The danger during an earthquake can be also a fire caused by an electricity or gas installations failure. The latest solution are breaker switches designed to detect an earthquake and automatically cutting off the flow of electricity and in turn preventing damage from occurrences like electrical fires. The system cuts off electricity after 3 minutes, so it gives you enough time to evacuate, for example at night.
In the event of a drinking water supply cut-off, a water treatment system was developed with a very efficient reverse osmosis filter that can be used regardless of where the water source is from.
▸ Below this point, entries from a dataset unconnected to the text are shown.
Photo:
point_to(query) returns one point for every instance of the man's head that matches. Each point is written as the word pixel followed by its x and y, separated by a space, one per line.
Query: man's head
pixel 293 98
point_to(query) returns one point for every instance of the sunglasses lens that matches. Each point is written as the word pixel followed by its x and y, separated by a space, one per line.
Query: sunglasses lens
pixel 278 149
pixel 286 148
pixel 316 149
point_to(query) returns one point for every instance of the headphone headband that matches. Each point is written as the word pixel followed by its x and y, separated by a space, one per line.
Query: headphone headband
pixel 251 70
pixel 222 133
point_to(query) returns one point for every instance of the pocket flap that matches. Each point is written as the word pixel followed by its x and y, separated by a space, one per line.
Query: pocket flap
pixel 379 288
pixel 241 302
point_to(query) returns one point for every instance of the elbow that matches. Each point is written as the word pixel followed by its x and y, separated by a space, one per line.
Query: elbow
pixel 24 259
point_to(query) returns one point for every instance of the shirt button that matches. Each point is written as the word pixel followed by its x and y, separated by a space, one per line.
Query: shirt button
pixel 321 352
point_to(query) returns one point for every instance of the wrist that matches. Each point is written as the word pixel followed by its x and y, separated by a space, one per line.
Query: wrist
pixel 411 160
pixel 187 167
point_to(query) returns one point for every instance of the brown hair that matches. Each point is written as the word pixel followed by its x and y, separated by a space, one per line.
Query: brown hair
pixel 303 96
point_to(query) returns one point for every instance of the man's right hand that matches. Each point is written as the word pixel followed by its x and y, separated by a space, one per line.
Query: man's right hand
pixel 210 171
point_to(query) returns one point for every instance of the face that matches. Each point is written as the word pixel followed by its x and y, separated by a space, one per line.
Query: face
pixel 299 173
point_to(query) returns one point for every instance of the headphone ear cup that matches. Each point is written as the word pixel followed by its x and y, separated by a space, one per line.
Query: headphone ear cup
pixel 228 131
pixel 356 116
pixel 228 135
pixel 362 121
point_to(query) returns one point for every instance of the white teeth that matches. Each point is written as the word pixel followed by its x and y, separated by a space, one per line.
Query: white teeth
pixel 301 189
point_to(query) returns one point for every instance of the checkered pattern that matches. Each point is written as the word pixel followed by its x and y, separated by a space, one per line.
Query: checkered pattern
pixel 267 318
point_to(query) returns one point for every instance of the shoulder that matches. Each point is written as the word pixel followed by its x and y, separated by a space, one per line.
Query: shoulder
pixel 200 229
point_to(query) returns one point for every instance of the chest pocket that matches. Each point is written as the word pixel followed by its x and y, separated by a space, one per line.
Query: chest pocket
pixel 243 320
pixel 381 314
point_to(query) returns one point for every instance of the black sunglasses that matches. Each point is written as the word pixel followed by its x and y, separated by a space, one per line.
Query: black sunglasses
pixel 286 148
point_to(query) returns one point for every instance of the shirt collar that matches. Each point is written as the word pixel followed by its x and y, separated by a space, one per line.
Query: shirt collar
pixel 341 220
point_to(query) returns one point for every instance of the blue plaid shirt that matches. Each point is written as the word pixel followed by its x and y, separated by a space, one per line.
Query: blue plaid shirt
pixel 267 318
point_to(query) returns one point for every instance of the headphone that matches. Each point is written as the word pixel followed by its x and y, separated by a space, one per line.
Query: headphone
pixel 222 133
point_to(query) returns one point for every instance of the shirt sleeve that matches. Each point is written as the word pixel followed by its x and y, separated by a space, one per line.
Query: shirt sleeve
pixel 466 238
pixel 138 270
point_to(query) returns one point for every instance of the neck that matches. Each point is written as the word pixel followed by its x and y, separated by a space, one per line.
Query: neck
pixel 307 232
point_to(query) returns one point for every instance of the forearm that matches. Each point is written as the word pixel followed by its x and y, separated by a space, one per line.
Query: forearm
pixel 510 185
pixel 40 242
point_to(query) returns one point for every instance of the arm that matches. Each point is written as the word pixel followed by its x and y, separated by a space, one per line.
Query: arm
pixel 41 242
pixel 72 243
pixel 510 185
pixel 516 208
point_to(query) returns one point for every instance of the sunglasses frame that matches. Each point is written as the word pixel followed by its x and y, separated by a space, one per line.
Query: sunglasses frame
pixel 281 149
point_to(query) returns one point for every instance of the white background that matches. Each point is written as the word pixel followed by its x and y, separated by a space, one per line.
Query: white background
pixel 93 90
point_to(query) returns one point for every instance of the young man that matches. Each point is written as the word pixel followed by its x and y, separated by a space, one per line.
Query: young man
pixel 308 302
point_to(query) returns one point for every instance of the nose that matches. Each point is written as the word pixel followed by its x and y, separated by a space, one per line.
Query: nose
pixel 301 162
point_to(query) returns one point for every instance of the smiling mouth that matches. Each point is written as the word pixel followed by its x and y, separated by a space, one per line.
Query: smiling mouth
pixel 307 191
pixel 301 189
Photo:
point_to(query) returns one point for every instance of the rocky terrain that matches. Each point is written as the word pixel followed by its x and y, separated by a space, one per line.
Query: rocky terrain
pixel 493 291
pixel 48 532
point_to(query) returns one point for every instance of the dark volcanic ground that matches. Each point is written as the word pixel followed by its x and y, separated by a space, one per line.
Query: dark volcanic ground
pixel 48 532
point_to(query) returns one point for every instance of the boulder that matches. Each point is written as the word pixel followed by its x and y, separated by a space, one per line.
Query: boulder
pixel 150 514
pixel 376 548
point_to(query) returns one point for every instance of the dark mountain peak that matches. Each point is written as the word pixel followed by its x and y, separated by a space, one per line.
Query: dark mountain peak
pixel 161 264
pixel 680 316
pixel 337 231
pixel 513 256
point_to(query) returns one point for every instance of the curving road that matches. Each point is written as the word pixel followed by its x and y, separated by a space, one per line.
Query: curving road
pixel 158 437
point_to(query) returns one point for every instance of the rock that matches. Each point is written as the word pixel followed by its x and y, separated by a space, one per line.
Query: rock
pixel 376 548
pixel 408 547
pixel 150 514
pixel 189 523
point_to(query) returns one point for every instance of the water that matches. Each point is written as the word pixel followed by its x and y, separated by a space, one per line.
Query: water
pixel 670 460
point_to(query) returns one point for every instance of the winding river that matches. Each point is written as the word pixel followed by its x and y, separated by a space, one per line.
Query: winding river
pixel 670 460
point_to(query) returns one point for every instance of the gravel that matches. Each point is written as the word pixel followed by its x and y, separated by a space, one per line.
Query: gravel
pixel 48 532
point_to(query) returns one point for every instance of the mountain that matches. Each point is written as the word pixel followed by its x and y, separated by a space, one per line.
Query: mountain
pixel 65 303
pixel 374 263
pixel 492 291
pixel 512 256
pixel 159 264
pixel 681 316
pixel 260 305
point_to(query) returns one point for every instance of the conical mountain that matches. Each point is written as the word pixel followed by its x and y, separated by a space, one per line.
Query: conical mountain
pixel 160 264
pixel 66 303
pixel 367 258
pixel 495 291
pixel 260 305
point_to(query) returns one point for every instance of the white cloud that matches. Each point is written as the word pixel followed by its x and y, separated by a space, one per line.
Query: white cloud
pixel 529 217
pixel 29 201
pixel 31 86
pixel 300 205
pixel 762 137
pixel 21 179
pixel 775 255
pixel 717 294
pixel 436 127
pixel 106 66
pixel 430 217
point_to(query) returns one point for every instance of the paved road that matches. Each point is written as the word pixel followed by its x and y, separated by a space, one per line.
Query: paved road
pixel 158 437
This device is also extremely compact, making it easy to store. It receives water from the source and sends it to the cleansing device. The device works even when the electricity is turned off. It can also use the power of human hands because it has an additional manual pump.
One of the problems caused by earthquakes are opening cabinets and sliding drawers. They can strike a man or cause material damage in the form of beaten commemorative porcelain and glass. A solution was also found for this. They are shock-resistant latches installed inside cabinets. Latches have sensors that automatically detect shocks caused by earthquake and activate the door lock. After the earthquake is over, the latches are released automatically and the door opens again freely.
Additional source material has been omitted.